In my last post I wrote about Saturday’s
expedition to the Swansea Museum. In several ways t was highly successful. I
was very pleased with managing to make 6 separate sketches across the double
page in the space of 3 hours. I was also pleased that 3 of them were ink and
wash. However, one thing I think that I might have done better was combining
the sketches into one overall sketch. So that was in my mind when I set out on
another expedition, this time to the nearby Swansea Waterfront Museum yesterday.
This is the sketch I made.
This is as close to the idea I had in
my head when I started as I’m likely to get. I used colours to combine the 4
different sketches. The Trevithick locomotive replica being so much larger than
the other sketches worked well for me, as for me it is very much the star of
the show.

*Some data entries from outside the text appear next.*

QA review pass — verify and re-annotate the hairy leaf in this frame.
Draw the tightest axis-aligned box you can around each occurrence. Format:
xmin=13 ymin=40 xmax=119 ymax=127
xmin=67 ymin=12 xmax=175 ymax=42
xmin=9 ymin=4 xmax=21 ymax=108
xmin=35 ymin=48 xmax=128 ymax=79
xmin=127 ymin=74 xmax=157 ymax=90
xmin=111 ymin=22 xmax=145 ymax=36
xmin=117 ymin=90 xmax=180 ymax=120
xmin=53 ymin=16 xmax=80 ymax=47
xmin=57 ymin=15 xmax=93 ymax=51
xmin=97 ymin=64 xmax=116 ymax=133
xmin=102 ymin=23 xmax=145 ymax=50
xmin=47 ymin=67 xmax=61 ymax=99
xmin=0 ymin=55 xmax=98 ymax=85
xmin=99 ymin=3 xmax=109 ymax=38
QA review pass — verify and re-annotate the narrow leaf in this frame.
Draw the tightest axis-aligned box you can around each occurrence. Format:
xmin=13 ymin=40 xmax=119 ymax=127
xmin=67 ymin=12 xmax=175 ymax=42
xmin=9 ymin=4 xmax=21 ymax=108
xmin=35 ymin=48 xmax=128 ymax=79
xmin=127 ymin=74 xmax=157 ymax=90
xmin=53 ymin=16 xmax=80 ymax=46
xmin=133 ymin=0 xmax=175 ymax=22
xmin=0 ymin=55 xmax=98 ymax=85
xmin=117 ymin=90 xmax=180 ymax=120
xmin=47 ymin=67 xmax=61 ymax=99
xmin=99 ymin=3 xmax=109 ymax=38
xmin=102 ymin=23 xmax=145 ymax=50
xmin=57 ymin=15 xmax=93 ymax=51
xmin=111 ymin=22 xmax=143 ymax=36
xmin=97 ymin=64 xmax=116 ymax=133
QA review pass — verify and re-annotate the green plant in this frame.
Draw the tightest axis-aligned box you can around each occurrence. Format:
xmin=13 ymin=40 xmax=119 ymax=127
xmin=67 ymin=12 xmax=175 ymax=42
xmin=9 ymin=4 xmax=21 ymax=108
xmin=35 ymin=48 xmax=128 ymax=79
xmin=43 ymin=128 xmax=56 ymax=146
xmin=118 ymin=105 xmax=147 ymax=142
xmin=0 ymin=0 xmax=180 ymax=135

That background yellow is not actually to be found in the museum, but
I just had a flash of insight that the browns and greys of the locomotive would
work particularly well against this colour – like monochrome print on old paper
– and that I could apply the grey blue of the background on top.
The two sketches made on the bottom
page were very quickly done since I spent so much time on the locomotive, and
so I’m really pleased how well they both turned out.